というのも、長期間の閉経状態により、骨密度が低下して骨粗しょう症のリスクが高まる可能性があるからです。
しかし、本当の閉経まで、断続的に偽閉経療法を行うケースも少なくありません。
そこで今回は、偽閉経療法中の骨粗しょう症予防について、情報共有したいと思います。

 

無理なダイエットはやめましょう

食事量が少なく食事回数も少ないと、骨作りに必要なカルシウムなどの栄養素を十分に摂ることができません。
また、やせ過ぎてしまうと、骨に対して負荷がかからないため、骨を丈夫にすることができません。
そのため、無理なダイエットはやめましょう。
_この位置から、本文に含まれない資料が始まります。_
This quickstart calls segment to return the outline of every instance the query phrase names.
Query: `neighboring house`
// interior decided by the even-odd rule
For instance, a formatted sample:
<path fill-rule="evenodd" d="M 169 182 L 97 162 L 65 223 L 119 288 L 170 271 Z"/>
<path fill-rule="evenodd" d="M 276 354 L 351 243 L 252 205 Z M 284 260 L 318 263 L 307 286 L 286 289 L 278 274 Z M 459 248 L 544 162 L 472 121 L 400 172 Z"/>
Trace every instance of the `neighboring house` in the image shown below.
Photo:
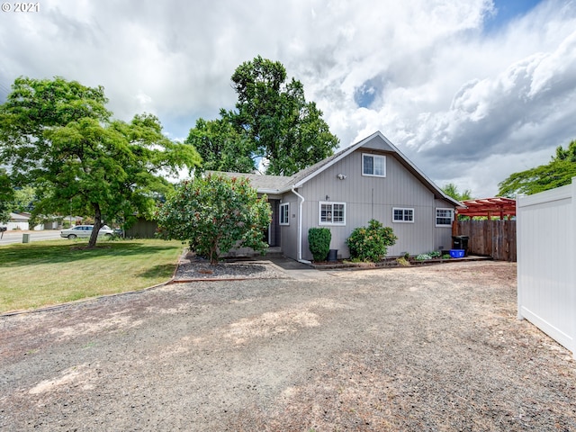
<path fill-rule="evenodd" d="M 346 239 L 371 219 L 398 237 L 388 255 L 410 255 L 452 245 L 452 221 L 461 205 L 428 179 L 381 132 L 292 176 L 220 173 L 243 176 L 266 194 L 273 211 L 267 239 L 283 255 L 311 260 L 308 230 L 329 228 L 331 249 L 349 257 Z"/>

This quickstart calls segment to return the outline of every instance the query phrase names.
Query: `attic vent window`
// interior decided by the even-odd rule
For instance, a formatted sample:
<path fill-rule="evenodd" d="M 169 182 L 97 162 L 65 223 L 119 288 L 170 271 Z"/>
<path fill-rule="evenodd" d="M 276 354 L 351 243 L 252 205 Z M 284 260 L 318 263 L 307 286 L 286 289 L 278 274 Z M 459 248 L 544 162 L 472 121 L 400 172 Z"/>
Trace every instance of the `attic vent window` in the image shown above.
<path fill-rule="evenodd" d="M 362 175 L 374 177 L 386 176 L 386 157 L 379 155 L 362 155 Z"/>

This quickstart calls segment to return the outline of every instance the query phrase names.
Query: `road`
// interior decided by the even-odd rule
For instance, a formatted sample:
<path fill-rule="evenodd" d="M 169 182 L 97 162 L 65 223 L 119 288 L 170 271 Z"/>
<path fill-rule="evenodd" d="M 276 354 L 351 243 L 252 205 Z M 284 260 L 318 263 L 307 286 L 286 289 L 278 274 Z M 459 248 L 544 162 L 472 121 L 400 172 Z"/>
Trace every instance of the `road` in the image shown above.
<path fill-rule="evenodd" d="M 0 246 L 13 243 L 22 243 L 23 234 L 29 235 L 29 241 L 53 240 L 60 238 L 59 230 L 46 230 L 43 231 L 4 231 L 0 238 Z"/>

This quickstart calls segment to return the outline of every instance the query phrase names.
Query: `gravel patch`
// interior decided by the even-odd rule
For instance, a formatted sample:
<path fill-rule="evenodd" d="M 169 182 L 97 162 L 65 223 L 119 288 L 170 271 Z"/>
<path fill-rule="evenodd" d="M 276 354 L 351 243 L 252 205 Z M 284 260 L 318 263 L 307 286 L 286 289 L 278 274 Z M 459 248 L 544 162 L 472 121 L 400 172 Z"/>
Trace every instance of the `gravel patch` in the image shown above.
<path fill-rule="evenodd" d="M 212 266 L 210 261 L 188 253 L 180 259 L 174 281 L 177 283 L 199 280 L 282 279 L 286 274 L 267 260 L 238 259 Z"/>
<path fill-rule="evenodd" d="M 2 317 L 0 429 L 576 430 L 576 363 L 517 320 L 514 264 L 327 274 Z"/>

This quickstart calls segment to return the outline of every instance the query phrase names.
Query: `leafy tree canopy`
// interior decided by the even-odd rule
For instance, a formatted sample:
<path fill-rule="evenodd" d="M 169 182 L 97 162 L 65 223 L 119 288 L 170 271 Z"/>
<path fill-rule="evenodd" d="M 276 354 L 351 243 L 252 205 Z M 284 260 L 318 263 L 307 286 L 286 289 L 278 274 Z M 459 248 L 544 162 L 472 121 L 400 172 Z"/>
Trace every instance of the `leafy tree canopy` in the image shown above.
<path fill-rule="evenodd" d="M 266 174 L 291 176 L 338 147 L 322 112 L 306 102 L 300 81 L 287 81 L 280 62 L 258 56 L 240 65 L 231 80 L 236 110 L 220 110 L 220 120 L 200 119 L 185 141 L 202 155 L 203 169 L 247 173 L 264 161 Z"/>
<path fill-rule="evenodd" d="M 499 194 L 514 197 L 518 194 L 532 194 L 548 189 L 564 186 L 576 176 L 576 140 L 567 148 L 556 148 L 550 163 L 510 175 L 499 184 Z"/>
<path fill-rule="evenodd" d="M 245 178 L 207 176 L 176 187 L 158 211 L 160 232 L 166 238 L 186 241 L 190 249 L 217 264 L 232 247 L 264 251 L 263 230 L 270 223 L 266 195 Z"/>
<path fill-rule="evenodd" d="M 0 168 L 0 222 L 7 222 L 10 219 L 10 202 L 13 198 L 10 177 L 4 168 Z"/>
<path fill-rule="evenodd" d="M 103 218 L 151 213 L 155 194 L 169 189 L 162 176 L 200 163 L 155 116 L 111 120 L 107 102 L 103 87 L 20 77 L 0 105 L 0 160 L 13 186 L 36 188 L 33 216 L 92 215 L 90 247 Z"/>
<path fill-rule="evenodd" d="M 463 193 L 460 193 L 460 191 L 458 191 L 458 186 L 456 186 L 454 183 L 448 183 L 447 184 L 445 184 L 442 188 L 442 191 L 446 195 L 457 201 L 472 200 L 472 191 L 470 189 L 466 189 Z"/>

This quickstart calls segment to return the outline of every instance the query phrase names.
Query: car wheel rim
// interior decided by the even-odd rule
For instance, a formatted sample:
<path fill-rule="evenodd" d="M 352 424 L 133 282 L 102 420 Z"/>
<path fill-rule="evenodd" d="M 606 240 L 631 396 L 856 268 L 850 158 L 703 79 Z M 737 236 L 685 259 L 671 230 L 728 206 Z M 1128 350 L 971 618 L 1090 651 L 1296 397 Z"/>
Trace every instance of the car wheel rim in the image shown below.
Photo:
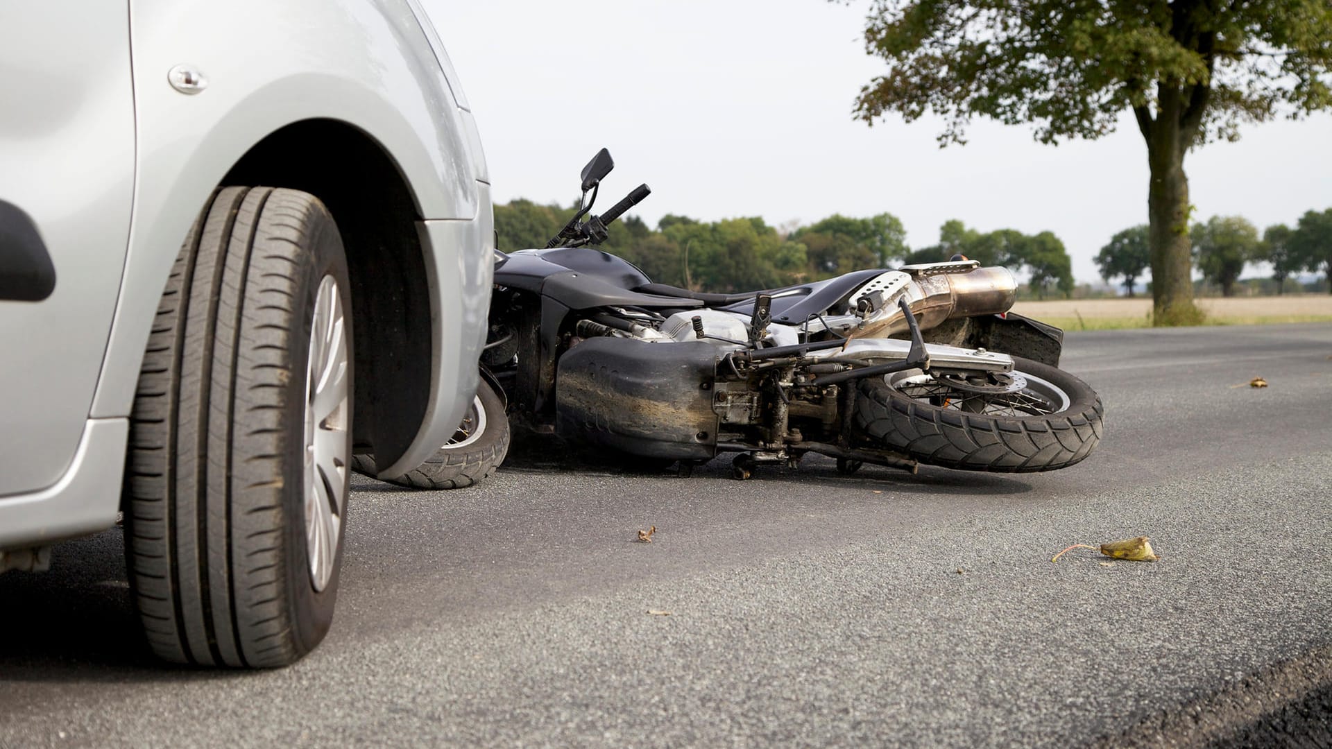
<path fill-rule="evenodd" d="M 348 345 L 337 280 L 324 276 L 314 296 L 309 364 L 305 371 L 305 550 L 310 584 L 322 590 L 333 577 L 346 508 Z"/>
<path fill-rule="evenodd" d="M 948 377 L 936 377 L 919 369 L 890 374 L 886 381 L 908 398 L 943 409 L 987 416 L 1050 416 L 1067 410 L 1072 402 L 1063 388 L 1043 377 L 1015 371 L 1011 378 L 1014 386 L 1006 390 L 996 388 L 994 392 L 958 386 Z"/>
<path fill-rule="evenodd" d="M 468 408 L 466 416 L 462 417 L 462 424 L 458 425 L 458 430 L 453 433 L 453 437 L 444 444 L 444 449 L 456 450 L 465 448 L 480 440 L 485 432 L 486 408 L 481 405 L 481 396 L 476 396 L 472 398 L 472 406 Z"/>

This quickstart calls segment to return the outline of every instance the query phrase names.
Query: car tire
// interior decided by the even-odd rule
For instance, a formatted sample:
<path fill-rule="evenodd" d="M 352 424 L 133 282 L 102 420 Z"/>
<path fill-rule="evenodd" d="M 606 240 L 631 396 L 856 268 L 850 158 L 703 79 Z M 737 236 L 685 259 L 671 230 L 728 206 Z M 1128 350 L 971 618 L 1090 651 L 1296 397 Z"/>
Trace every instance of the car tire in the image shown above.
<path fill-rule="evenodd" d="M 324 204 L 214 193 L 163 292 L 131 416 L 125 553 L 161 658 L 281 666 L 328 633 L 352 343 L 346 259 Z"/>

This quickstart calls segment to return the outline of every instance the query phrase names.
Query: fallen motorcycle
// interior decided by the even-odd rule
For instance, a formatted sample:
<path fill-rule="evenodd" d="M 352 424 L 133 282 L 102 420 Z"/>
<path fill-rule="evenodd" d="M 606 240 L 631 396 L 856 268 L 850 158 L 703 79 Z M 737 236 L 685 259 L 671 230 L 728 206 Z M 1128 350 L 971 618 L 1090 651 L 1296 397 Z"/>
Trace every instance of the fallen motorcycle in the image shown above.
<path fill-rule="evenodd" d="M 682 473 L 738 453 L 738 478 L 809 453 L 844 473 L 1054 470 L 1100 441 L 1100 398 L 1058 368 L 1063 333 L 1007 312 L 1008 269 L 955 259 L 734 295 L 654 284 L 589 247 L 650 192 L 589 217 L 613 167 L 606 149 L 587 164 L 579 211 L 545 249 L 497 252 L 476 406 L 493 432 L 506 400 L 522 428 Z"/>

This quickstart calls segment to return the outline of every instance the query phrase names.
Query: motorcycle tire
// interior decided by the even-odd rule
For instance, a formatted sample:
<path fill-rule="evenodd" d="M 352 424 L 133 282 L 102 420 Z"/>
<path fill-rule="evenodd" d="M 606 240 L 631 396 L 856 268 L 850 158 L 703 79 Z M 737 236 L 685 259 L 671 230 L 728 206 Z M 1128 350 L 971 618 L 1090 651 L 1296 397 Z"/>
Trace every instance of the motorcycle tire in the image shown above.
<path fill-rule="evenodd" d="M 509 417 L 503 401 L 482 380 L 458 432 L 430 460 L 390 484 L 412 489 L 462 489 L 494 474 L 509 453 Z M 374 456 L 352 456 L 352 469 L 374 476 Z"/>
<path fill-rule="evenodd" d="M 1055 470 L 1091 454 L 1100 397 L 1062 369 L 1012 360 L 1023 380 L 1014 392 L 955 388 L 919 369 L 860 380 L 852 422 L 876 446 L 960 470 Z"/>

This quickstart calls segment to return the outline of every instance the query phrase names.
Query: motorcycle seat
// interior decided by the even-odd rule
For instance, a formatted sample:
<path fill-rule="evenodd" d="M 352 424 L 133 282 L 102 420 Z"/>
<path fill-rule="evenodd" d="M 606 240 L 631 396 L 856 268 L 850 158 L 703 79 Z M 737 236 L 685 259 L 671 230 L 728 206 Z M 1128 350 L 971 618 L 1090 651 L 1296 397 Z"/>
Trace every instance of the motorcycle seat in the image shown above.
<path fill-rule="evenodd" d="M 679 287 L 673 287 L 670 284 L 643 284 L 634 289 L 639 293 L 657 295 L 657 296 L 671 296 L 675 299 L 693 299 L 702 301 L 709 307 L 719 307 L 727 304 L 738 304 L 741 301 L 750 301 L 759 292 L 747 292 L 738 295 L 714 295 L 707 292 L 691 292 L 689 289 L 682 289 Z"/>

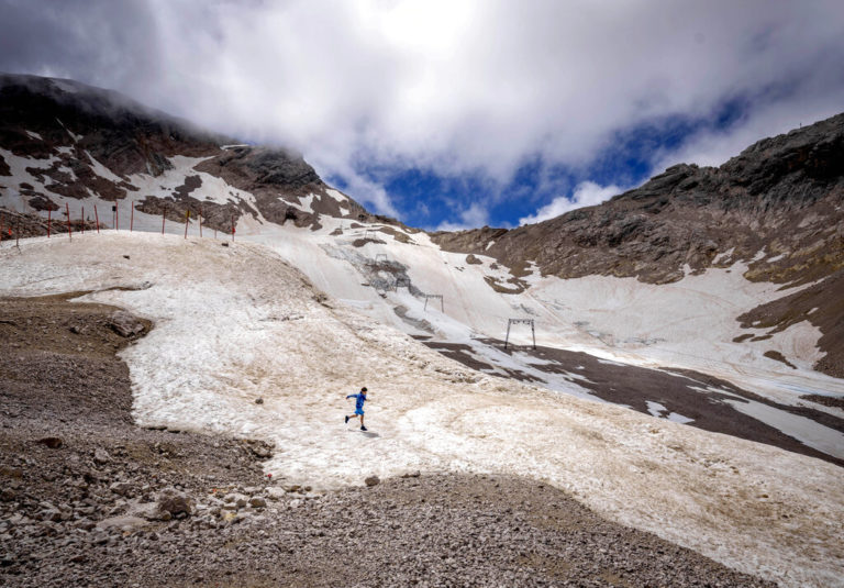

むしろ、やせ過ぎの方は適正体重を目指し、体重をアップさせましょう。

 

食事は主食・主菜・副菜をそろえましょう

骨代謝には、カルシウム以外にも様々な栄養素が関係しています。
そのため、米・パンなどの主食、肉・魚・卵・大豆製品といった主菜、野菜料理・海藻・キノコなどの副菜をバランスよく食べるようにしましょう。

 

カルシウムを一日600㎎(成人必要量)+100∼200㎎摂取しましょう

カルシウムはいろいろな食品に含まれていますが、それぞれ吸収率が違うため、様々な食品を摂ることが大切です。

乳製品:牛乳・ヨーグルト・プロセスチーズなど 

緑黄色野菜:ほうれん草・小松菜・水菜など

大豆製品:納豆・豆腐・がんもどきなど

小魚・海藻・乾物:しらす干し・ひじき・切り干し大根など

 

1日30分、戸外でウォーキングをしましょう

適度な運動は、骨に刺激を与えて丈夫にします。また、紫外線は、カルシウムの吸収を助けるビタミンDを合成します。
そのため、戸外で30分程度のウォーキングすることをお勧めします。
その他、骨密度増加と転倒予防のためには、週2~3回の筋力トレーニングが有用といわれていますので、是非生活に取り入れましょう。

 

偽閉経療法を開始されたら、上記の様な食生活と運動習慣を心掛けて下さい。
また、ニコチン・アルコール・カフェインはカルシウムの吸収に悪影響を及ぼします。
禁煙・禁酒(節酒)することはもちろん、コーヒーの飲み過ぎにもご注意下さい。